Eccolo qui, forse, uno degli aspetti inquietanti della cosiddetta convergenza fra gli aspetti digitali del commercio e il suo contesto fisico tradizionale. Si è discusso negli anni recenti di come la tendenza ad allargare i contenitori commerciali, a decontestualizzarli rispetto alla città tradizionale, cancellasse e banalizzasse l’idea di spazio pubblico. La digitalizzazione apparentemente potrebbe fare molto per contribuire a superare l’idea del grande negozio pervasivo e ipnotizzante, del consumo indotto dall’immersione totale in un ambiente creato ad hoc (è questa l’idea di partenza del mall «introverso» di Victor Gruen in tutte le versioni antiche e moderne). Ma non va dimenticato cosa sia successo negli anni recenti con il ritorno della grande distribuzione verso la città e il suo tessuto complesso: quartieri apparentemente restaurati o ricostruiti secondo criteri urbanistici del tutto normali, ma che in un modo o nell’altro si rivelano poi gated retail communities per scelte architettoniche, concessioni sulla sicurezza da parte delle città, sottili accorgimenti organizzativi. Con gli strumenti digitali questa tendenza può amplificarsi all’infinito, includendo ed escludendo dallo spazio reale e virtuale a seconda di criteri a dir poco antidemocratici, o subliminali.

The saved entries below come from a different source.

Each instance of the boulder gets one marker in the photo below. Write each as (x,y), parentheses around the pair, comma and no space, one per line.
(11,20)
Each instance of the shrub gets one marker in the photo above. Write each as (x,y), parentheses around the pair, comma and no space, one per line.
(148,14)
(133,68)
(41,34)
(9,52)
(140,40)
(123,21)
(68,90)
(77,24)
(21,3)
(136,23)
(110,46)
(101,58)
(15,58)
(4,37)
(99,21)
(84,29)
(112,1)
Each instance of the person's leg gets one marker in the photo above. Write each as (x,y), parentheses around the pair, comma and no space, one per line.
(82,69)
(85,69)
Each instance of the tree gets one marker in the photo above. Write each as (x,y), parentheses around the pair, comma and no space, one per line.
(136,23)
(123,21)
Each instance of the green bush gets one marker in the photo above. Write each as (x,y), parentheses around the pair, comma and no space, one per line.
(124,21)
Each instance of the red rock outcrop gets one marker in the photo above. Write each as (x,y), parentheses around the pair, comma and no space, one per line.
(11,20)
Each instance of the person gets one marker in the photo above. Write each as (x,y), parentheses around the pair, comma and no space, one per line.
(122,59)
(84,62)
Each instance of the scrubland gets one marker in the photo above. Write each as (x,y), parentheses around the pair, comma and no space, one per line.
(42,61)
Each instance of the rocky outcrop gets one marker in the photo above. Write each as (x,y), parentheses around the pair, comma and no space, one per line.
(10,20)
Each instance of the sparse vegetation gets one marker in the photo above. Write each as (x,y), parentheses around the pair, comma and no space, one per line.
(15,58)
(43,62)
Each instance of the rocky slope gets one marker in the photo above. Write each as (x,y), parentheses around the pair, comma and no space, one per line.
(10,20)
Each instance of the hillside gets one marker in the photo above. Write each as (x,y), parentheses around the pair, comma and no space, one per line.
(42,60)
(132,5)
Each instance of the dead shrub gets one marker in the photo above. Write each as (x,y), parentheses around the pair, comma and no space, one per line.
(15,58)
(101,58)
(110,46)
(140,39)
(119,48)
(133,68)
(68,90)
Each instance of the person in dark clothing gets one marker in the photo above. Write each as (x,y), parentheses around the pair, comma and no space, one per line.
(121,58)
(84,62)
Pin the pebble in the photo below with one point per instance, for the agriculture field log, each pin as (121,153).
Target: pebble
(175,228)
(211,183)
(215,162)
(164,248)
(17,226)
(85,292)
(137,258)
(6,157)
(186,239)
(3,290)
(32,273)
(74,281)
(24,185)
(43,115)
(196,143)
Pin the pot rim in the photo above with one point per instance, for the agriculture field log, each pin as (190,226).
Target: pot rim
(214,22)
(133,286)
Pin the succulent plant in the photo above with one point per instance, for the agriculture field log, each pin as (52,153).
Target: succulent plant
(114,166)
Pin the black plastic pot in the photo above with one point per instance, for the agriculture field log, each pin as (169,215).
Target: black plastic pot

In pratica, la trasformazione dello spazio fisico urbano, mentre noi stavamo come allocchi a contemplare lo schermo col listino prezzi e il modello tridimensionale per raggiungere il ristorante etnico, potrebbe far diventare intere sezioni della metropoli una specie di fortezza a ingresso (e uscita) controllato con criteri militari. Potrebbe anche tradursi in questo, la convergenza dei due aspetti, almeno se si lascia solo al mercato l’iniziativa di riflettere sul tema. Esiste qualche idea, o ideale, di spazio pubblico digitale convergente con lo spazio fisico della via, della piazza, del luogo di relazione? Una città social-network dove al click «Mi Piace » possa corrispondere o aggiungersi anche una pacca sulla spalla? E chi può e deve garantire questo contrappeso al monopolio possibile degli operatori provati e dei loro interessi? Questioni aperte, ovviamente, ma che meritano un pochino di attenzione in più di quanta non glie ne venga dedicata ora. Non facciamo come gli scrittori di fantascienza di serie C! Quantomeno proviamoci, a dedurre e ipotizzare scenari che tengano conto della complessità: certo secondo la legge di Sturgeon poi escogiteremo un 90% e oltre di sciocchezze, ma provarci, quando riguarda la qualità della nostra esistenza, vale sempre la pena.